Depoimento de Mayra Pinheiro, secretária da Gestão do Trabalho e da Educação na Saúde do Ministério da Saúde, está marcado para a quinta-feira, 20

  • Por André Siqueira
  • 17/05/2021 17h58 - Atualizado em 17/05/2021 19h30
Rosinei Coutinho/SCO/STF Recurso foi apresentado depois de o STF garantir ao ex-ministro Eduardo Pazuello o direito ao silêncio na CPI

O ministro Gilmar Mendes, do Supremo Tribunal Federal (STF), foi sorteado relator do pedido feito pela defesa da secretária da Gestão do Trabalho e da Educação na Saúde do Ministério da Saúde, Mayra Pinheiro, conhecida como “capitã cloroquina”, para que ela fique em silêncio em seu depoimento na CPI da Covid-19. A oitiva está marcada para ocorrer na quinta-feira, 20. O recurso foi apresentado na noite deste domingo, 16, após o ministro Ricardo Lewandowski conceder o direito ao silêncio ao ex-ministro da Saúde Eduardo Pazuello, que será ouvido na quarta-feira, 19.

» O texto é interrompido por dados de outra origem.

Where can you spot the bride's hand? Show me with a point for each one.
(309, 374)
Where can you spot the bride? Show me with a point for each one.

Mayra Pinheiro foi apelidada de “capitã cloroquina” por defender o medicamento, ineficaz no tratamento do novo coronavírus, mas defendido, por exemplo, pelo presidente Jair Bolsonaro. Em depoimento ao Ministério Público Federal, a secretária do Ministério da Saúde confirmou que foi responsável pela organização de uma comitiva de médicos que foi a Manaus para difundir o uso do fármaco – a informação foi inicialmente divulgada pelo jornal O Globo. Na avaliação dos integrantes da CPI, o depoimento de Mayra Pinheiro é fundamental para que a comissão possa esclarecer como foi a atuação da pasta no episódio da crise do oxigênio que atingiu o Estado do Amazonas no início do ano.